A Saṃvitprakāśa (Luz da Consciência) de Vāmanadatta abre um campo totalmente novo de pesquisa, o monismo Vaiṣṇava da Caxemira. Neste caminho, encontramos vários trabalhos escritos por Vaiṣṇavas da Caxemira que apresentam os princípios básicos da doutrina Vaiṣṇava encontrados na tradição Pāñcarātra, mas nos termos de um idealismo monista muito similar ao Śaivismo da Caxemira. Além da Saṃvitprakāśa nós tivemos acesso a Ṣāḍguṇyaviveka (Discernimento Acerca dos Seis Atributos) e a Paramārthasāra (Essência da Realidade Última), obras Vaiṣṇava de cunho monista. Estes e outros trabalhos são bem conhecidos pelos Śaivas da Caxemira e ao que tudo indica, influenciaram muito o pensamento dos autores do Śaivismo naquela região. As citações de Bhāskara em seu Kakṣyāstotra, obra irremediavelmente perdida, claramente demonstra sinais da influência monista Vaiṣṇava (Cf. Sp.Pra., p. 103). O próprio Abhinavagupta se refere a Vāmanadatta com muito respeito como seu professor (ou predecessor) mais antigo (Cf. T.Ā., V: 155). Portanto, os comentários de Bhagavatotpala sobre as Estâncias da Vibração são extremamente relevantes neste campo de pesquisa. Neste trabalho, ele claramente se esforça em fazer uma integração extensiva entre o monismo Vaiṣṇava e a Doutrina da Vibração (Spanda) e, conseqüentemente, com o Śaivismo da Caxemira como um todo.

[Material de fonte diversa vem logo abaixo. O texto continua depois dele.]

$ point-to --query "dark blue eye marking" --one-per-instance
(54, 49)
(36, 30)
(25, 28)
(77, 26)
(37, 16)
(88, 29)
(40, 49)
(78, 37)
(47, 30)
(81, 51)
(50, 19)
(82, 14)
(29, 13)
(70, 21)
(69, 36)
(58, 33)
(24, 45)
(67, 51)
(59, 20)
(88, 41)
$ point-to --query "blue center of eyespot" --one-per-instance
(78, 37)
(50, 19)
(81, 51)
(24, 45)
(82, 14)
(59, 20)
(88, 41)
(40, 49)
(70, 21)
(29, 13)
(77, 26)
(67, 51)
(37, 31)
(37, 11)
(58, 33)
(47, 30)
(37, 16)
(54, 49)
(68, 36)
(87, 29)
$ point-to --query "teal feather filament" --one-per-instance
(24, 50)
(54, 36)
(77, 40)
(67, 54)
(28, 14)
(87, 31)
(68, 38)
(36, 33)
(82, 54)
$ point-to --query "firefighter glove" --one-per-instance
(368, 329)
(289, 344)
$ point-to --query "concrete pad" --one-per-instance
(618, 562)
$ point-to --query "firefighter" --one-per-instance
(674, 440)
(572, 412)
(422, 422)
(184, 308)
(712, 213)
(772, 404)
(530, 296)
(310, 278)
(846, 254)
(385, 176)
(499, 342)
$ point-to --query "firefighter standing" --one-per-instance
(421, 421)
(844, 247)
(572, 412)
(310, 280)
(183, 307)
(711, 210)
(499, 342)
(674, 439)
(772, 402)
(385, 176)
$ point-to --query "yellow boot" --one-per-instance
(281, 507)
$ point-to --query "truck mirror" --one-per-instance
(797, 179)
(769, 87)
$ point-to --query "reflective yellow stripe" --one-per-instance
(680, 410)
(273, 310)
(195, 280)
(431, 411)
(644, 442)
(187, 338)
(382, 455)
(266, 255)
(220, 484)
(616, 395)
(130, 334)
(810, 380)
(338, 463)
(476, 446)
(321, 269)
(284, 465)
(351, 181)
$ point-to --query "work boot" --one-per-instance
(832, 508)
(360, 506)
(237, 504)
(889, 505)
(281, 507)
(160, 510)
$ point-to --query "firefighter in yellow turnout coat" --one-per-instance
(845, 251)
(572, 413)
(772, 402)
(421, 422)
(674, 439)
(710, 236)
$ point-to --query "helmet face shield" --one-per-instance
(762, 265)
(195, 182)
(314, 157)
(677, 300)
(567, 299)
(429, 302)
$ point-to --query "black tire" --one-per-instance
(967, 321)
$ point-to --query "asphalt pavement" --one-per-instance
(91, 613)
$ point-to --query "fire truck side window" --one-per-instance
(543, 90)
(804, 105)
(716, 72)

[7] O termo sistema tem sido utilizado de forma generalizada desde os primeiros estudos do Śaivismo da Caxemira. Bühler, já em 1877, fez uso livre do termo em suas pesquisas. Posteriormente, muitos autores se referiam com regularidade as escolas do Śaivismo da Caxemira como sistemas. Pandey deixou claro o que o termo significava para ele quando disse que estes sistemas são fundamentalmente distintos uns dos outros. Cada um tem sua história, uma distinta linha de mestres, um conjunto de livros no qual a filosofia é proposta e uma diferente concepção da realidade última. Veja Abhinavagupta: An Historical & Philosophical Study, p. 295. O termo sistema é, contudo, problemático se analisarmos as fontes Śaivas da Caxemira sobre estas linhas. Não é realmente possível pensar nas Siddhāntāgamas, por exemplo, como coletivamente arranjadas em um único ponto de vista teológico ou com o mesmo programa ritualístico em todos os detalhes. Existe uma inequívoca semelhança entre as Āgamas, mas as diferenças são equivalentemente notáveis. Os mesmo ocorre com as Āgamas de outros grupos. Assim, de acordo com Abhinavagupta, faz parte do trabalho do Śaivācārya (mestre Śaiva que transmite o Śaivāgama) encontrar uniformidade e consistência (ekavākyatā) nas escrituras. Os mestres da Caxemira têm, em sua forma brilhante e particular, procurado e encontrado tal uniformidade na forma de um sistema tântrico, o qual eles têm construído a partir de fontes originais desordenadas. Neste ponto eles não fazem nada de novo, mas participam, desenvolvem e estendem um processo que já estava contido nas escrituras, mas que agora toma forma.